Los testimonios que se conocen de las víctimas que de manera muy valiente se atreven a denunciar van desde familias que se acercan a un centro hospitalario para acompañar a un familiar a dar a luz y terminan denunciando la muerte de la parturienta y su hijo por fallas en la atención del cuerpo médico presente o por fallas en el sistema de limpieza del nosocomio, hasta denuncias de personas que fallecen por falta de oxígeno en cualquier ambulatorio del país.

En Venezuela la única garantía que te ofrece el gobierno es la de perder la vida. La mal llamada revolución es como dice la organización no gubernamental Provea, una fábrica de pobreza, yo le agregaría por demás efectiva y productiva.

Cada historia narrada y contada esconde una indignación y un dolor que nos separa de la bondad, porque en su gran mayoría las respuestas a esos testimonios terminan siendo el silencio de quien debe en teoría ser el garante del derecho más preciado que es el derecho a la vida.

No hay diferencia marcada en el fin y el comienzo de un año, por lo menos en Venezuela no sucede. Quién puede crear o plantearse metas cuando la única opción real en el país, el único plan del ciudadano es: sobrevivir.

No hay diferencias entre un año y otro cuando a pleno mediodía de un 31 de diciembre ves a dos pequeños niños limpiando vidrios a los vehículos en un semáforo de Cabudare, la revolución se convirtió en una fábrica de panchitos mandefuá.

Venezuela como país, como nación se convirtió en un drama. Historias que pesan y duelen siguen allí silentes en cada personaje con el que nos topamos día a día. Historias de un drama individual y colectivo. Un país que ya no se conoce y que se reinventa. Que busca espacios nuevos para poder encontrarse.

Venezuela es un país que muere y nace cada día. El reto es saldar esas deudas, conseguir orificios por donde dejar colar esperanza, alegrías, vida y paz.

Dejo a la señora Mari con su cruz y su peso en la iglesia, intenta aferrarse con lo único que no nos han podido expropiar: la fe. Mientras tanto, la cotidianidad trabaja con una crueldad que da miedo y que nos abofetea cada día. Así de manera áspera y fría.

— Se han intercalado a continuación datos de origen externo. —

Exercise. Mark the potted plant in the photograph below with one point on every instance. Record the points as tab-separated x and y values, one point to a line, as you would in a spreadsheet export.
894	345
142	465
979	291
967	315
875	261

La felicidad para el dictador viene impresa en un papel llamado Bono Navideño.

En la búsqueda de nuevos caminos se intenta conseguir lo anhelado, pero allí estamos cargando la cruz del miedo a lo desconocido, nunca emigrar había sido tan difícil. Abandonar los afectos y los espacios con la incertidumbre de un retorno de fechas inciertas.

Venezuela, ese país que permanece dormido, aletargado y acostumbrado, quizás, yo no lo conozco. Habito de a ratos en él solo para ver que no existe en el calendario de la dictadura un año pasado o nuevo. Que sus miserias son la continuidad de un calendario macabro que es capaz de medirse por los testimonios de los familiares de personas como Alexandra Conopoi, joven mujer embarazada que fue asesinada por un efectivo de los cuerpos militares de la represión en una cola por un pernil, o por la imagen grotesca de quien pelea por comprar en una rebaja de precios un paquete de salchichas.

¡Esto no lo cambia nadie! Así me responde el guardia nacional y termino creyendo que es verdad. Esto no lo cambia nadie. Lo cambiamos todos y cada uno de los que habitamos de manera presencial o no este territorio. Quien se queda o quien se va debe seguir sumando, aportando y creando opciones reales para lograr un cambio general y positivo para el país que ya no conozco.